Os jovens que deram vida a Panis et Circencis cresceram em um cenário onde a música popular era dominada pela bossa nova. O estilo havia caído no gosto popular há cerca de uma década. Paralelamente a esse sucesso, o mundo, cada vez mais globalizado, via na Europa o surgimento de um novo estilo que se popularizaria mais e mais na Inglaterra: o rock britânico. Os Beatles ganharam fama mundial, e essa fama era acompanhada pelos jovens Caetano, Gil, Rita Lee…

O movimento em si dialoga com o “Manifesto Antropofágico“, obra do escritor Oswald de Andrade que é considerada um dos marcos do Modernismo. Trata-se de fazer a cultura brasileira a partir da antropofagia. Metaforicamente falando, trata-se de incorporar elementos da cultura exterior para resultar em uma mistura que represente a existência de várias facetas culturais em um só país. É isso que o Tropicalismo fez ao unir à tradição musical brasileira elementos da pop art e o som de guitarras elétricas.

Vale lembrar que o Tropicalismo não foi apenas um movimento musical. Também teve vertentes no cinema, nas artes plásticas e na poesia.

Os artistas

Tropicalia ou Panis et Circencis é considerado o principal disco do movimento. Um dos motivos está no fato de ser um disco colaborativo. Caetano uniu Gil, Os Mutantes, Tom Zé, Gal Costa e até Nara Leão para dar voz ao álbum. Eram todos jovens, com carreiras relativamente recentes e fãs da música que estava sendo feita no exterior.
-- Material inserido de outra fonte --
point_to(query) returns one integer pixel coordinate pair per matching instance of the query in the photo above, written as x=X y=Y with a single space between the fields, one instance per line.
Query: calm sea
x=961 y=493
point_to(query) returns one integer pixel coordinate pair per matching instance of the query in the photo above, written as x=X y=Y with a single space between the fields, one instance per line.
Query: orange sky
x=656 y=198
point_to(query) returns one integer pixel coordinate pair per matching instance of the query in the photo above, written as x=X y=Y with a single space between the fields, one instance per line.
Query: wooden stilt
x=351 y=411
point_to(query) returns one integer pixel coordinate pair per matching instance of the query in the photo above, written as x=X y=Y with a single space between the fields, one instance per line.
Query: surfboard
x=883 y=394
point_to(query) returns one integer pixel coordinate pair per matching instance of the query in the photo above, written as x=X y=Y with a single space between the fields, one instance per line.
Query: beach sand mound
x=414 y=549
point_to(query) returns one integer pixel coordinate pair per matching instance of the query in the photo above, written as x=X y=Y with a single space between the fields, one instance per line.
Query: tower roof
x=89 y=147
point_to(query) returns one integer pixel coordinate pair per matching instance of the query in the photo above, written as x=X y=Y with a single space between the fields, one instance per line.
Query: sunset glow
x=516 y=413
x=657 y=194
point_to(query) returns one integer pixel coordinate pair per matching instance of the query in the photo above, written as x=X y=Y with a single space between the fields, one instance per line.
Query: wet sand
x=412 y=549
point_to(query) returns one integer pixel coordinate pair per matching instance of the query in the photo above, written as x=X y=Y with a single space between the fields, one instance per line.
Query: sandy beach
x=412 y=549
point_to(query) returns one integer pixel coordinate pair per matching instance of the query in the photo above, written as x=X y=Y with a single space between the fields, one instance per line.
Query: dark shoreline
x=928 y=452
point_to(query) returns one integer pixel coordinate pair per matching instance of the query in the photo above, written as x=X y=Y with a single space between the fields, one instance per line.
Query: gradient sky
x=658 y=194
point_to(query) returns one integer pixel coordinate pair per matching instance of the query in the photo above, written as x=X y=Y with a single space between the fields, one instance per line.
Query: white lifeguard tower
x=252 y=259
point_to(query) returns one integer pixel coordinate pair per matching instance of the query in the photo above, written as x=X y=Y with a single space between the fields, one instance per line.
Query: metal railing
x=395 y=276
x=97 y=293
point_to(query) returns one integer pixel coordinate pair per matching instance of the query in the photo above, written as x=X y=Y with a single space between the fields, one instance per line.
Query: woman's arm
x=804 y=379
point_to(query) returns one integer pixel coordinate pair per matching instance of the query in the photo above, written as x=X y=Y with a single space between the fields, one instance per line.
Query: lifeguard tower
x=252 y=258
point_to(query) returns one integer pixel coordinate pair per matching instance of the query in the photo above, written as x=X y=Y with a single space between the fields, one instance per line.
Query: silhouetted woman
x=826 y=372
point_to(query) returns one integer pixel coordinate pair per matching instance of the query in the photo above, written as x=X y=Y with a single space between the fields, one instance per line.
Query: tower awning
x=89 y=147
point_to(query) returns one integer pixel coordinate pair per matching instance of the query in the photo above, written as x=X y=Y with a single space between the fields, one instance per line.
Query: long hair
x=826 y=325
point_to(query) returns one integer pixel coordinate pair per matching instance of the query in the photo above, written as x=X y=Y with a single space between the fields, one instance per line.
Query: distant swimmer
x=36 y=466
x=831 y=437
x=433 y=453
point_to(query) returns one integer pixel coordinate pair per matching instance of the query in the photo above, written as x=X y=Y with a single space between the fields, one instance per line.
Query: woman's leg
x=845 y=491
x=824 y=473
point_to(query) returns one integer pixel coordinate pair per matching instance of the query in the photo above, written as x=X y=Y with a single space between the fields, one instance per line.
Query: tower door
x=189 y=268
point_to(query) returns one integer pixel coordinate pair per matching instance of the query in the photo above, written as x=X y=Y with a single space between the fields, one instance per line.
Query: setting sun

Outro nome importante para a composição do álbum foi Rogério Duprat, que ficou responsável pelos arranjos. Muito da “estranheza” da sonoridade final é atribuída a ele, que buscou romper as fronteiras entre o erudito e o popular. Para completar o time, os poetas Capinam e Torquato Neto contribuíram com algumas das letras.

As músicas

Os dois lados do disco totalizam 12 faixas. Mesmo sendo um dos principais intérpretes, Caetano participou da composição de metade das músicas.

Uma delas foi a faixa título “Panis Et Circencis“. A famosa expressão, traduzida do latim como “pão e circo”, capta um anseio por transformação. A ideia de liberdade é contraposta à metáfora da sala de jantar, onde as crianças estão “destinadas a nascer e morrer”. A canção seria regravada futuramente por vários artistas, incluindo Marisa Monte.

Apesar da força do álbum para o movimento, algumas canções emblemáticas para o Tropicalismo não foram lançadas neste disco. “Alegria, Alegria” e “Domingo No Parque” não entraram. No mesmo ano, Caetano lançaria a emblemática e atemporal “Tropicália” que, apesar de não lançada no álbum coletivo, entrou como a primeira faixa de seu homônimo álbum.

Outras canções que ganhariam destaque dentro do álbum são “Baby“, “Bat Macumba” e “Miserere Nóbis“. As letras, no geral, apostavam em jogos de linguagem baseados na poesia concretista.

As questões política e social

Para muitos, o Brasil de 1968 viva uma crise de representação que se mostrava em várias vertentes, inclusive a política. Na época, o Brasil estava imerso em uma ditadura. Apesar de, a princípio, ser isento de posicionamentos políticos, sendo guiado unicamente pela questão estética, o tropicalismo foi alvo de inúmeras acusações. Posteriormente, com o AI-5, algumas canções do movimento seriam inclusive censuradas.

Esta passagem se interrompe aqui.